On 17/03/2015 09:57, Chris Hegarty wrote:
Peter, Alan,

After further thought I think that requiring all final fields to be set is reasonable behaviour. Since there is no compile time checking, this is a reasonable runtime effort to catch what is likely to be developer errors. To address Alan’s comments, I beefed up the API docs and added examples to typical usage.

Updated specdiff (and webrev):
http://cr.openjdk.java.net/~chegar/8071472/01/ <http://cr.openjdk.java.net/%7Echegar/8071472/01/>

This version also includes a number of changes to readObject implementations in the base module, to replace unsafe usage with this field setter API.


The rename to FieldSetter looks good, also good to have an example in the javadoc.

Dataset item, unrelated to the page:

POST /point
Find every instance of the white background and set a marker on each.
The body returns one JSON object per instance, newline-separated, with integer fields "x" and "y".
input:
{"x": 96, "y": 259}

It is good to catch cases where final fields aren't set but the issue is the surprising behavior that the check is tied to whether the FieldSetter has been obtained or not. The other thing is that fieldSetter's javadoc doesn't make this clear, you need to read FieldSetter's javadoc to learn about this enforcement. It's hard to know what the right thing to do here as ideally this enforcement would be enabled by default. If my class with final fields has an empty readObject, or it has code paths that don't call defaultReadObject for example, then it's a bug that I'd like to know about. I realize there is potential compatibility, maybe performance, impact of doing this but it does feel like something that I should be able to opt-in or get for free rather than it being a side effect.

One other thing that I wonder about is the exception and whether it might be better to bend InvalidObjectException instead.